Just last week…the Senate voted to move forward on a bipartisan criminal justice reform bill. And that bill would cut back on mandatory minimums for non-violent drug offenders. It would give prisoners time off their sentences if they complete programs that make them less likely to commit a repeat offense. It would invest some of those savings in law enforcement so you’ve got more resources that you need. And there’s a similar bill in the House of Representatives. So this is not something I get to say very often: I am encouraged by what Congress is doing.

The President also talked about criminal justice reform more generally, and, in remarks that were clearly intended to cast doubt on the claim by FBI Director James Comey and others that a "Ferguson effect" has lead to a recent spike in violent crime, the President made the following suggestion:

We do have to stick with the facts.
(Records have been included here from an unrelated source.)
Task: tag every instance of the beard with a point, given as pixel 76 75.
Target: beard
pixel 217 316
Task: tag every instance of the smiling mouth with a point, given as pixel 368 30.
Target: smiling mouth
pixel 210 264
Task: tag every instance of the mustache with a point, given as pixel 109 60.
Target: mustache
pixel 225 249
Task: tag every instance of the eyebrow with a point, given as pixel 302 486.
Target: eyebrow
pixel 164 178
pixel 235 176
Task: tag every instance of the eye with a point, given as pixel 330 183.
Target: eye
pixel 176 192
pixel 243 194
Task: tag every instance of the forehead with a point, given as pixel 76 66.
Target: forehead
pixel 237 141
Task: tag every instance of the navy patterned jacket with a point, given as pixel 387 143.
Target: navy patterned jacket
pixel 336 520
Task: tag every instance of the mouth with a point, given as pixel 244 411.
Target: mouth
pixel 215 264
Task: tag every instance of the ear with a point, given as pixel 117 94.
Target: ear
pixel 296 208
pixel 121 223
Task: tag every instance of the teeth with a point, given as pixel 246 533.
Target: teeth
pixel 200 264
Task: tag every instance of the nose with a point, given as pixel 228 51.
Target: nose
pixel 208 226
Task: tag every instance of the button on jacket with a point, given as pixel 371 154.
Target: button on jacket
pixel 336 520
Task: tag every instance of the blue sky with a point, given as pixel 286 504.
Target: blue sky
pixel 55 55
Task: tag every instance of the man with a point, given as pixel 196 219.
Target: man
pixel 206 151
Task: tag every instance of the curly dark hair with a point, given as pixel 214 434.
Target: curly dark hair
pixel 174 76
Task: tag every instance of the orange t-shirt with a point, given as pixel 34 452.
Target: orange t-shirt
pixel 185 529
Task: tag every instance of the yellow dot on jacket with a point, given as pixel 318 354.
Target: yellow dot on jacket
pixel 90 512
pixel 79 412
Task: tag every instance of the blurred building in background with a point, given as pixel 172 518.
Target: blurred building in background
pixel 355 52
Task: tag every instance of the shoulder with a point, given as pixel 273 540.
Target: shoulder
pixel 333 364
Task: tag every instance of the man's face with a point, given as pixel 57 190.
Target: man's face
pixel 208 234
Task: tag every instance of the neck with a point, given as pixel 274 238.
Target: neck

What we can’t do is cherry-pick data or use anecdotal evidence to drive policy or to feed political agendas….

I’m sure if you polled this room, people would have different takes on what happened in places like Ferguson and New York. And let’s face it, the media tends to focus on the sensational and the controversial, and folks on both sides who say stuff that’s not designed to bring people together but oftentimes makes the situation more polarized. And as a society we tend to lurch from shock to complacency on these issues. And I’m suggesting we have to resist that impulse….
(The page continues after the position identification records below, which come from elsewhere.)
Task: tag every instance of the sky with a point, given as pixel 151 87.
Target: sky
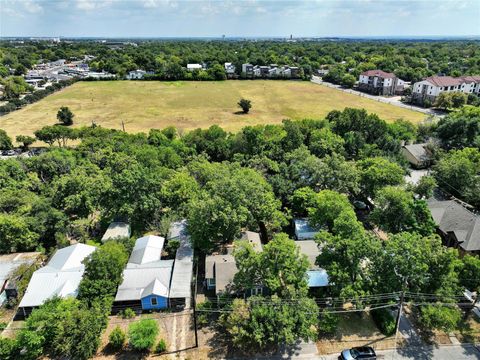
pixel 246 18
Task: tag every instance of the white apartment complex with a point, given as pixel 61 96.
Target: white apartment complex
pixel 378 82
pixel 431 87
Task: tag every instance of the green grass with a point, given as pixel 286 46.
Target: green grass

So it’s important for us not to just pounce and jump on anything that happens and immediately just draw conclusions…. It’s on all of us to let investigations uncover facts; to make sure that stories of misconduct aren’t spread before we know the facts, and that they’re not the only stories that we share.
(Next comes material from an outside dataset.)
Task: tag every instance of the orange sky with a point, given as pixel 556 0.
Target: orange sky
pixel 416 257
Given how the President has himself responded to various incidents over the past few years, this may strike some readers as shockingly hypocritical. However, a more charitable interpretation would be that he has seen the error of his ways and is offering a sort of muted apology. Either way, the point is well taken. We do need to try harder to base policy proposals on fact, and that admonition applies, not only to the problem of police misconduct, but to criminal justice reform in general, including the reform of federal sentencing laws. (Indeed, it applies to public policy across the board, but that’s a topic for another day.)

In that spirit, readers who are interested in the issue of sentencing reform may want to read this transcript of Manhattan Institute fellow Heather MacDonald’s testimony before the Senate Judiciary Committee in which she provides an abundance of facts to support her contrarian view of the phenomenon of "mass incarceration":

We are in the midst of a national movement for deincarceration and decriminalization. That movement rests on the following narrative: America’s criminal justice system, it is said, has become irrationally draconian, ushering in an era of so-called "mass incarceration." The driving force behind "mass incarceration," the story goes, is a misconceived war on drugs….

The most poisonous claim in the dominant narrative is that our criminal justice system is a product and a source of racial inequity. The drug war in particular is said to be infected by racial bias. "Mass incarceration" is allegedly destroying black communities by taking fathers away from their families and imposing crippling criminal records on released convicts. Finally, prison is condemned as a huge waste of resources.

Nothing in this dominant narrative is true….

Readers may also want to listen to this podcast of an interview with Franklin Zimring, professor of law at UC Berkeley and author of The City That Became Safe: New York’s Lessons for Urban Crime and Its Control. Prof. Zimring provides an abundance of facts to support his also contrarian but very different view of the matter. He makes it clear that getting the facts is hard, and figuring out what the facts tell us about what works and what doesn’t work is even harder.